И действительно, в течение 1917 года на политическую сцену вырвалась и провозгласила свою готовность править одна конкретная партия. Резкий рост численности РСДРП(б), переименованной в марте 1918 года в Российскую коммунистическую партию (большевиков), или РКП(б), с примерно 20 000 человек в начале года до 350 000 к октябрю заставил как ее лидеров, так и противников задуматься о природе партии и политических последствиях ее идеологии [52] . Большевистские лидеры подняли серьезные вопросы о настроениях и преданности новых последователей и о том, что этот рост означал для партии, которая с дореволюционного периода была известна как партия заговорщиков.

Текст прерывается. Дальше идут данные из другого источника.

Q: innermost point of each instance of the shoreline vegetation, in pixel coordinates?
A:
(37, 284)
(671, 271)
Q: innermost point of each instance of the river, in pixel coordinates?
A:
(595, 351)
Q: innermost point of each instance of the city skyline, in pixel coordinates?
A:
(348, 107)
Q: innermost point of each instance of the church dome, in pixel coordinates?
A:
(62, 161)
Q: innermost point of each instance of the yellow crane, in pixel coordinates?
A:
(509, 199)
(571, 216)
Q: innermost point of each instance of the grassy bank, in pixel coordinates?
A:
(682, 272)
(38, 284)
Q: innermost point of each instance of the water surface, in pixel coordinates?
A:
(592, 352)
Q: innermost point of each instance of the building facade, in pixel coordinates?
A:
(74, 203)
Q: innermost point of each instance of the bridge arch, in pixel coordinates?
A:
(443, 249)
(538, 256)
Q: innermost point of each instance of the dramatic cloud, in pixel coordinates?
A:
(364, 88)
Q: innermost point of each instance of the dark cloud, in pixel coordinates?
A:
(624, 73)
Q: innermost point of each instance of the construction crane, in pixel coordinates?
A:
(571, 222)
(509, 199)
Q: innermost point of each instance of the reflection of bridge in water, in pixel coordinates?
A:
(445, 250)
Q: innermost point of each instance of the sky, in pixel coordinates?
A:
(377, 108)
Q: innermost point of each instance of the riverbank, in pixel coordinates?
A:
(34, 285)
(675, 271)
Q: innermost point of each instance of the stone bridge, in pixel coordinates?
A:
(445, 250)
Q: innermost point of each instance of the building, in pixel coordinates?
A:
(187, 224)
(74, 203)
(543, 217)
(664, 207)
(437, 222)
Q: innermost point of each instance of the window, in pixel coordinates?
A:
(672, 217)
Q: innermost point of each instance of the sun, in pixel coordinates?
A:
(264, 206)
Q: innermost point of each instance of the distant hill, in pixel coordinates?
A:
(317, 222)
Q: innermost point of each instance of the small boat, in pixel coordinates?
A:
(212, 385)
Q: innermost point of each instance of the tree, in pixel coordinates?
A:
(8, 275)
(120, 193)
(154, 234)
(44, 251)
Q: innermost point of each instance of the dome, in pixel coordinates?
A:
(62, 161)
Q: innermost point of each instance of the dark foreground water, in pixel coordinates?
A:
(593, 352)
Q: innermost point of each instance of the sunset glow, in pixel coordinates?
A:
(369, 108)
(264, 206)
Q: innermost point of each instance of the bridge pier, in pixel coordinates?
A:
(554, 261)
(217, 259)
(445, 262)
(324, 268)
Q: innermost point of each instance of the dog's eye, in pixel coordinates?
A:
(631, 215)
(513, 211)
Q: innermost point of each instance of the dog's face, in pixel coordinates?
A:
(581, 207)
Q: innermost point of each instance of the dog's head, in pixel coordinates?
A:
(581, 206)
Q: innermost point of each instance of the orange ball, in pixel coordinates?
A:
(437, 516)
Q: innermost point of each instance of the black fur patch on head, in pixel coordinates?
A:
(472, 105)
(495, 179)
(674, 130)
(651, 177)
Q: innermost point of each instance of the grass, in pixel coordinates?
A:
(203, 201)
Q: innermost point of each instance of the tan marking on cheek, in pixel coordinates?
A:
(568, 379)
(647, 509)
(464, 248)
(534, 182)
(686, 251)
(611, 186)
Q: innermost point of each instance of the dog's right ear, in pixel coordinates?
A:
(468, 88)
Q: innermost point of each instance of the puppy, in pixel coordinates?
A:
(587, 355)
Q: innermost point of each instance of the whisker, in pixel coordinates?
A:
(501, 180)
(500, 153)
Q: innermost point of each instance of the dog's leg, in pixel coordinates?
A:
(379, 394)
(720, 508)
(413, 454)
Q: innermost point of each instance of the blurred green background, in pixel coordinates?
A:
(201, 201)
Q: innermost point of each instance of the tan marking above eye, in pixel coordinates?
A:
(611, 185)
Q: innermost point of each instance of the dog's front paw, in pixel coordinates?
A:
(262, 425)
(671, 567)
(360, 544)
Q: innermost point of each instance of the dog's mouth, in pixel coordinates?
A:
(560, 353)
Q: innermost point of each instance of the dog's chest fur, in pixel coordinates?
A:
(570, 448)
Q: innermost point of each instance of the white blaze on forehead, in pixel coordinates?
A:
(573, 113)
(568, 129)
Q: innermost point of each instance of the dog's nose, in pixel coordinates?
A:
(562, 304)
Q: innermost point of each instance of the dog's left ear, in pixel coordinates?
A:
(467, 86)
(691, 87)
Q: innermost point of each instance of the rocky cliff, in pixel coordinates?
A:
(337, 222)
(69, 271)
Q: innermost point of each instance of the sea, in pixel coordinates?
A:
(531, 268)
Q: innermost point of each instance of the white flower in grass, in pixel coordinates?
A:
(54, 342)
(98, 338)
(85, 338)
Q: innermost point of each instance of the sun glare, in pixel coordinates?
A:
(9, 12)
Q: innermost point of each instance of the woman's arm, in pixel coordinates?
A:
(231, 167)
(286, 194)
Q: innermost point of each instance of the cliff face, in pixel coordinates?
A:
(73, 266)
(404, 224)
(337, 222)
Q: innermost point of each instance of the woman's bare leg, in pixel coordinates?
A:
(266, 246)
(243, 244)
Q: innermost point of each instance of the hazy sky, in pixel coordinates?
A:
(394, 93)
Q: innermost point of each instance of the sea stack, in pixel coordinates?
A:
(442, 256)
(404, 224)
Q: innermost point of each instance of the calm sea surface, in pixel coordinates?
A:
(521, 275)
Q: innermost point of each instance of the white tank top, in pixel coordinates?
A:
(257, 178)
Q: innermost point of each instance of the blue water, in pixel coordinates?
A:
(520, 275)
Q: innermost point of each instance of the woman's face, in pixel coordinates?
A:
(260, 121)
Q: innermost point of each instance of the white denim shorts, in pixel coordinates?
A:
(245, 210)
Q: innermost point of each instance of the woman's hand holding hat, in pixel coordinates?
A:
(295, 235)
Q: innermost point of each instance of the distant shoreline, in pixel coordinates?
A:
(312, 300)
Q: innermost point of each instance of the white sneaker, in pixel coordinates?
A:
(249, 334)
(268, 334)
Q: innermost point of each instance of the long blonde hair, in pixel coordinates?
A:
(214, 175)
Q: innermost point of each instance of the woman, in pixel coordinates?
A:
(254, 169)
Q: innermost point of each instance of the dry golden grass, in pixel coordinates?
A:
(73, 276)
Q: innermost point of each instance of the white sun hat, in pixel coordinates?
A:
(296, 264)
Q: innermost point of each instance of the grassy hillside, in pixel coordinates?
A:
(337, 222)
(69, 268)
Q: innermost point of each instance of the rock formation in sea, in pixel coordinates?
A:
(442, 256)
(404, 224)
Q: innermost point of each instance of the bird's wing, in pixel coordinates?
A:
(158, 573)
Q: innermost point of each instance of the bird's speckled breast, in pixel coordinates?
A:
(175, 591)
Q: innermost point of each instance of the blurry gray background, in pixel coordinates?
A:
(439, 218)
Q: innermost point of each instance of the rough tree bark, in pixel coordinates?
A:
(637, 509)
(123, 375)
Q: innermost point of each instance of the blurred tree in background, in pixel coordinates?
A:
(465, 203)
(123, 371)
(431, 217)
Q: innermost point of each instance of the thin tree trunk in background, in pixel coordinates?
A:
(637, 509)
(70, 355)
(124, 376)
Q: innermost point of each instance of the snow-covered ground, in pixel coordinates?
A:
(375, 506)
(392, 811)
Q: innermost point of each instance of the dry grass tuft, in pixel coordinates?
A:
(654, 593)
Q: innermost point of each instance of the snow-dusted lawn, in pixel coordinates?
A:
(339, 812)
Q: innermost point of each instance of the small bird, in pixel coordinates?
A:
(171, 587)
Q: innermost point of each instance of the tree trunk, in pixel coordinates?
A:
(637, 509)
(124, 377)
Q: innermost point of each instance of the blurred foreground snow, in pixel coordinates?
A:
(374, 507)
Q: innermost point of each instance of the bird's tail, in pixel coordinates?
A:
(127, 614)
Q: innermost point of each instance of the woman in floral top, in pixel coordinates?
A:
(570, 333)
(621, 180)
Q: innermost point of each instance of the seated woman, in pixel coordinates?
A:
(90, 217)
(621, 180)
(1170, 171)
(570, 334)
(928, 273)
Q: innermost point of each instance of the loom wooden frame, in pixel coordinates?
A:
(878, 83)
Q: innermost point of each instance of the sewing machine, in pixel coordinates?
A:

Они старались внушить местным организациям, что те действительно являются неотъемлемой частью сплоченной партии, занимающей центральное место на политической сцене, периодически сообщая им «важнейшие события из Питера вообще, о нашей партии в частности» [Обичкин и др. 1957: 22]. И тем не менее опросы местных делегатов, проводимые на партийных собраниях в 1917 году, об истории, составе, политических позициях и общих взглядах их организаций выдавали большую неуверенность в социальной, политической и организационной целостности партии [53] .
52
Данные о количестве членов см. в [Rigby 1968: гл. 1].
53
См. список подробных вопросов, заданных делегатам в анкете на съезде РСДРП(б) в июле 1917 года, в [Обичкин и др. 1957: 25–27], а также циркулярные письма, свидетельствующие о попытках центра детально контролировать местные организации с помощью потока меморандумов [Там же: 50].